US workers are standing up for themselves
I stopped by my local Starbucks the other day to congratulate the baristas: Theirs is the second Albany-area store to join a union. I said, “Nice work,” but I really meant “Thank you.” They’re helping me face the day with a shot of something more invigorating than coffee: good news.
American workers are standing up for themselves in encouraging numbers. More than 300 Starbucks stores nationwide have petitioned the National Labor Relations Board to hold a representation election. In 201 of those stores – across 32 states – prounion forces have won. Just over 40 have lost.
The recent surge of unionization goes far beyond Starbucks: In April, Staten Island warehouse JFK8 became the first Amazon warehouse to unionize. In June, workers in a Towson, Md., Apple Store voted nearly 2-1 to join a union. (Jeff Bezos, the founder of Amazon, owns The Post.)
Why is this good news? The title of a June report from the Congressional Joint Economic Committee sums it up: “Unions Provide Major Economic Benefits for Workers and Families.” Unionization boosts pay, improves benefits and gives workers more control over their schedules. It helps narrow racial and gender pay gaps. And unions raise standards even in nonunionized workplaces in the same industry.
I’m not alone in cheering the movement. Gallup says 68% of Americans approve of unions, the highest rate since 1965; among young adults, it’s 77%. Union organizer Richard Bensinger thinks workers in their early 20s are the key to the current union movement. He calls it “a generational uprising.”
His martial language is unfortunately apt. Because when workers say they want to unionize, the predominant corporate response has been: “No, you don’t.”
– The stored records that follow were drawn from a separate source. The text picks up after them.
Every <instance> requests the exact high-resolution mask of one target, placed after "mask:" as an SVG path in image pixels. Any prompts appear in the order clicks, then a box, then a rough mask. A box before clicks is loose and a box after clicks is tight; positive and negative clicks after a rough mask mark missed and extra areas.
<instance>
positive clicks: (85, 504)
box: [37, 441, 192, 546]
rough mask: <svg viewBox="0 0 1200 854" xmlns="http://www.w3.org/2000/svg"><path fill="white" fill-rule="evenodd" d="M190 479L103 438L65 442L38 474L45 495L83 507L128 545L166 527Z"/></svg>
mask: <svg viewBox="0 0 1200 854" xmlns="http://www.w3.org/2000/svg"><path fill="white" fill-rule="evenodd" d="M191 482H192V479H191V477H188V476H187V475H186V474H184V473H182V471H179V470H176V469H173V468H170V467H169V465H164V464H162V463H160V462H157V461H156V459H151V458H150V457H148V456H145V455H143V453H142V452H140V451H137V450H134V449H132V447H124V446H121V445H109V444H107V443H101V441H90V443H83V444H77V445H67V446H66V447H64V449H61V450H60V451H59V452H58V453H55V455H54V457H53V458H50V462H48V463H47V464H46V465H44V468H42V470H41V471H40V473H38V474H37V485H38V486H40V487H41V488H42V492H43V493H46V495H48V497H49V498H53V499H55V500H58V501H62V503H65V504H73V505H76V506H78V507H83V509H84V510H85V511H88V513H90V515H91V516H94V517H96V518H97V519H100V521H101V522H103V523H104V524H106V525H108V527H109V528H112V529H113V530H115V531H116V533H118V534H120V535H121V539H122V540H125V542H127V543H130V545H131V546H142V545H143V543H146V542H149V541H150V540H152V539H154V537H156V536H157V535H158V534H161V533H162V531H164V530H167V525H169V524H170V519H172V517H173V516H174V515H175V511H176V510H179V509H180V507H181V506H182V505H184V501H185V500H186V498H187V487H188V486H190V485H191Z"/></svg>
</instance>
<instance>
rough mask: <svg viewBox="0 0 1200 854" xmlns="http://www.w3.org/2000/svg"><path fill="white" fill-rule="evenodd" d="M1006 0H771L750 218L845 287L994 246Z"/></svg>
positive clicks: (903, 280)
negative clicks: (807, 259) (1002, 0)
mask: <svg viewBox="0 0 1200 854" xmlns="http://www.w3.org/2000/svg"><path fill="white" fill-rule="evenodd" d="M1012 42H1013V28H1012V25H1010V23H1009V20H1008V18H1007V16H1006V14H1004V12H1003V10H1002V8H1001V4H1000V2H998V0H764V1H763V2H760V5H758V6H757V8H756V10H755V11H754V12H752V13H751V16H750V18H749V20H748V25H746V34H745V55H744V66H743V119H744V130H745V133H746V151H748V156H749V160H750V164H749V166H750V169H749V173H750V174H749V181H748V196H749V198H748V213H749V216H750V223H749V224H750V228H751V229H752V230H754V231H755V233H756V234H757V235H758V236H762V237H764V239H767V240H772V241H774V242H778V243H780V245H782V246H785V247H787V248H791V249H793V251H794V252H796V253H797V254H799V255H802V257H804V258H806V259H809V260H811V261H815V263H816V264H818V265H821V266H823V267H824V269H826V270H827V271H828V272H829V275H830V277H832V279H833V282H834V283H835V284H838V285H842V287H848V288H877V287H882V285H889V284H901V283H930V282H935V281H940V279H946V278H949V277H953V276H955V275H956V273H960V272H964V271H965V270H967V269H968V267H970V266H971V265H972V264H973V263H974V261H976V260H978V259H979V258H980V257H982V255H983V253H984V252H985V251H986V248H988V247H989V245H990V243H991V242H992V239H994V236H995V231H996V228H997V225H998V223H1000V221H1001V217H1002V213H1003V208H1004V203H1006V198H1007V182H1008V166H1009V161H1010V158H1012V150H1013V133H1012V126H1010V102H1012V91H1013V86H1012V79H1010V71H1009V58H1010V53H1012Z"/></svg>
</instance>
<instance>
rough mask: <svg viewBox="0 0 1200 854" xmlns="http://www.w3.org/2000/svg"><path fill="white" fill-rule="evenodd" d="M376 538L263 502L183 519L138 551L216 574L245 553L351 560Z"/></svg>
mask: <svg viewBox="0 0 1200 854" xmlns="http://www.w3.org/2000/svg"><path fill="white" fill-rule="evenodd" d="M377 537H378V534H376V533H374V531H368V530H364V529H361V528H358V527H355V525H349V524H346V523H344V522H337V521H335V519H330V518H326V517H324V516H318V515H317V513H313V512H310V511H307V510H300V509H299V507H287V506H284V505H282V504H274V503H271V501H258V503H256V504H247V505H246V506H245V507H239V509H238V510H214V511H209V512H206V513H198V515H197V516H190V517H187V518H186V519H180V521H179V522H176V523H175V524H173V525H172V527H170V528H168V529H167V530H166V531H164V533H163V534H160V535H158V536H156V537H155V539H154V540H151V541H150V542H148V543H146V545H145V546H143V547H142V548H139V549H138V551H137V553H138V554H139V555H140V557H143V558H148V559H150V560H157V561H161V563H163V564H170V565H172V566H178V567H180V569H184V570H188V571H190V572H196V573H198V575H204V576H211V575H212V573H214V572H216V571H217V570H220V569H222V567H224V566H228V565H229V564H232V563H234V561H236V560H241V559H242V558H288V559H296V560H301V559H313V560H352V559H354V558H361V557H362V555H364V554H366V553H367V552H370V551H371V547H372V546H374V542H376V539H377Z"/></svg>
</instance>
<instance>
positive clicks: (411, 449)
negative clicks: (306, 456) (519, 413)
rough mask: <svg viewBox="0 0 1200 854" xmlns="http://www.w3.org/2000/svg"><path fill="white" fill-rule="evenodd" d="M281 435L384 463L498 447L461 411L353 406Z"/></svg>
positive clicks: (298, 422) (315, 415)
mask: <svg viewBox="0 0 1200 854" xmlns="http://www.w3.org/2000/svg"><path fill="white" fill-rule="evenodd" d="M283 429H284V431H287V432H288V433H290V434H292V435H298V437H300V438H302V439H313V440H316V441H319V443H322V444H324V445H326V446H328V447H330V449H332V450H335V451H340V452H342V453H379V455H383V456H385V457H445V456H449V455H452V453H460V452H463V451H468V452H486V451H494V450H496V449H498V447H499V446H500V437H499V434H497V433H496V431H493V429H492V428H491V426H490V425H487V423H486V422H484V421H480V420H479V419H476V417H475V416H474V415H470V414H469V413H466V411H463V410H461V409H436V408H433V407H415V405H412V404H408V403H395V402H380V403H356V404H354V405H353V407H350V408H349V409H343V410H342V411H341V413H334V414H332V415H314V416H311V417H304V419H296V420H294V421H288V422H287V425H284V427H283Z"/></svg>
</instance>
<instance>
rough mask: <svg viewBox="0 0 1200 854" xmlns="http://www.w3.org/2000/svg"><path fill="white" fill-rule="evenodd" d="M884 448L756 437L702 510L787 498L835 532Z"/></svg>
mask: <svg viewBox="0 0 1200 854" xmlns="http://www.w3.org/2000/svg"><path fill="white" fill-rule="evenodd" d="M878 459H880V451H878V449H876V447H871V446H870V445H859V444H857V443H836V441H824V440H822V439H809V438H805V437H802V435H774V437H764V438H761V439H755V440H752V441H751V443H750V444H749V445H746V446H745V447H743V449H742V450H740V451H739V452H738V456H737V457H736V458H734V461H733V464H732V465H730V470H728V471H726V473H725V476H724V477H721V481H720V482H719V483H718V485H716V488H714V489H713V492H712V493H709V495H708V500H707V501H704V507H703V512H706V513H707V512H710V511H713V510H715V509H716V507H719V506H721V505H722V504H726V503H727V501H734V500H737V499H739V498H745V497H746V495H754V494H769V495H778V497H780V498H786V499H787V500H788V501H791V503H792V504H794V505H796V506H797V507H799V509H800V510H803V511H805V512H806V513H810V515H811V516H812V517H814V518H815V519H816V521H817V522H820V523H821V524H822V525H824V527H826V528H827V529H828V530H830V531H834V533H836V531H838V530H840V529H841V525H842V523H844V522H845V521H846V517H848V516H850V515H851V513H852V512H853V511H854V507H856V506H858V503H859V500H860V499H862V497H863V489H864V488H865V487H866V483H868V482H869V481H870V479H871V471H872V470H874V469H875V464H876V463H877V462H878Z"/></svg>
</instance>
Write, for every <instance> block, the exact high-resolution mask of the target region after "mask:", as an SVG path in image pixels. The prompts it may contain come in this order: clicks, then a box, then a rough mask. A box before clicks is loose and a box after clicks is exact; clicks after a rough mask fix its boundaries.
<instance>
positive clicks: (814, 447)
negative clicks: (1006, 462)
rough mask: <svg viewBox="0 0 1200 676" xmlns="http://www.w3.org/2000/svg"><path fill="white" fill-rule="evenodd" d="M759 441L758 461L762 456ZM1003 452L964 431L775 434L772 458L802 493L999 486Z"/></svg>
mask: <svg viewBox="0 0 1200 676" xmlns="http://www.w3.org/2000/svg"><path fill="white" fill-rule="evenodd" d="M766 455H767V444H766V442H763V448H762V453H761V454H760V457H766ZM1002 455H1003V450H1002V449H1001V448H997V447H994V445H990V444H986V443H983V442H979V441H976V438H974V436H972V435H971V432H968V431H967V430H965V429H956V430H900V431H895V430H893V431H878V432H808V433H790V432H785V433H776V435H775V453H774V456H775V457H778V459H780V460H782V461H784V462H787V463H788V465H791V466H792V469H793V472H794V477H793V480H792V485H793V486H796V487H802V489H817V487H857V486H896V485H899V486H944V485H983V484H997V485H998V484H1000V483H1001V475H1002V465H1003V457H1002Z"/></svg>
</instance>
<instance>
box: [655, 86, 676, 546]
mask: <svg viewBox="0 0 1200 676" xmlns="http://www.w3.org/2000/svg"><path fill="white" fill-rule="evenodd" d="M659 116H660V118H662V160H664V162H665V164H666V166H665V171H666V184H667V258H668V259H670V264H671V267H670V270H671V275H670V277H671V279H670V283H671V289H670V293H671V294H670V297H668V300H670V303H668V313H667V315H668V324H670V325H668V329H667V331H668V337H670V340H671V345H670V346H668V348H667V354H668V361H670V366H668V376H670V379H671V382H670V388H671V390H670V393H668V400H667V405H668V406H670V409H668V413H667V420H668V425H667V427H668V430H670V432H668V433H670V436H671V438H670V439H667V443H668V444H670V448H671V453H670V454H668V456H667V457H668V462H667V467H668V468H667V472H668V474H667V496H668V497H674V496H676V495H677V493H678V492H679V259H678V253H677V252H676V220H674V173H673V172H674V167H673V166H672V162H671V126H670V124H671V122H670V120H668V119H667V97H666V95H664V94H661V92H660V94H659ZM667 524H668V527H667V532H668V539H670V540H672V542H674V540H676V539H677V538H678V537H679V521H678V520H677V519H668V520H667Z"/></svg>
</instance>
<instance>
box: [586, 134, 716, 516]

In December, Amazon reached a settlement with the NLRB in response to six cases of union busting, including not letting employees gather in break rooms and calling the police on a leafleting organizer. The company holds mandatory meetings to make its case against unions and faces multiple accusations of retaliatory firings. Apple has been subjecting employees to oneon-one meetings with managers, who reportedly threaten that a union win will mean benefits lost.
As for Starbucks, an NLRB complaint filed in May alleges more than 200 separate violations of the National Labor Relations Act. Last month, the Buffalo NLRB filed a petition in federal court seeking injunctions to stop “an expansive array of illegal tactics such as raising wages, promising benefits, bringing in a cadre of managers to monitor employees and discourage union activity, closing stores with active organizing drives, and threatening employees” and ultimately firing seven union activists.
Starbucks’ anti-union activities are especially creepy given its paternalistic tone. CEO Howard Schultz said: “I’m not an anti-union person. I am proStarbucks, pro-partner, pro-Starbucks culture.” (A “partner” in Starbucks lingo is an employee in exactly the way a “tall” coffee is a small.)
A company website explains that “unions are a business, just like Starbucks. But they make their money by collecting member dues instead of making great coffee. Those funds are spent on things like salaries, overhead expenses and political contributions – not on partners.” It does not mention that the last CEO of the Starbucks business, Kevin Johnson, made more than $20 million in 2021.
The company goes on to warn, “The union might also negotiate away current conditions that matter a lot to you.” We want to treat you well, but your union might force us not to!
Corporations fighting unions may seem normal to us, in the way that cops on TV trying to persuade suspects not to call lawyers or Republicans in state legislatures trying to make it harder to vote seem normal. But that doesn’t make it right.